Parallelism in PyEXASOL

Fundamentals:

  • 1 Exasol session can run only 1 SQL query in parallel.

  • 1 PyEXASOL connection equals 1 Exasol session.

  • threadsafety level of PyEXASOL is 1 (threads may share the module, but not connections).

Best practices

In practice, it means you have two possible options to achieve parallelism:

  1. Start multiple independent processes using multiprocessing, subprocess or similar modules. Each process should open its own PyEXASOL connection after start.

  2. Use HTTP Transport (parallel) to run 1 SQL query, but read or write actual data using multiple processes.

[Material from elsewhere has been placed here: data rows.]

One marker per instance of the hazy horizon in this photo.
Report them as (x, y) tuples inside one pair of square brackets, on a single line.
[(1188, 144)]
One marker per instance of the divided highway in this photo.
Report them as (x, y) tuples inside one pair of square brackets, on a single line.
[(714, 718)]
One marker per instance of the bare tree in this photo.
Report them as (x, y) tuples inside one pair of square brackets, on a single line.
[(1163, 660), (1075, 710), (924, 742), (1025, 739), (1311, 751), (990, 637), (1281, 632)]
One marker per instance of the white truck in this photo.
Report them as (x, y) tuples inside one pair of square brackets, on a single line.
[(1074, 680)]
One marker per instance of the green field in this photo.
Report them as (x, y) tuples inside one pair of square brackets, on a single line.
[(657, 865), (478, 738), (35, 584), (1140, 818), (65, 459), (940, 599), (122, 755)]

All other options are inefficient or prone to errors.

Known problems when trying to use other options

  • Re-using one PyEXASOL connection in multiple threads will cause an exception.

  • Opening multiple PyEXASOL connections in multiple threads will work, but you will experience a bottleneck in data processing. Your script will be bound by 1 CPU core due to GIL.

  • Re-using one PyEXASOL connection in multiple processes will fail due to SSL context going out of sync.

Parallelism limitations

Normally Exasol server can only run 100 queries in parallel. But the practical limit is much lower.

It is recommended to avoid running more than 20-30 queries in parallel to improve performance. If your system experiences sudden bursts of activity, it is recommended to add a basic “queue” or a “proxy” as a system in the middle between clients and Exasol server. It will help to spread the workload and reduce the complexity of resource management for Exasol server. Which will lead to better performance overall.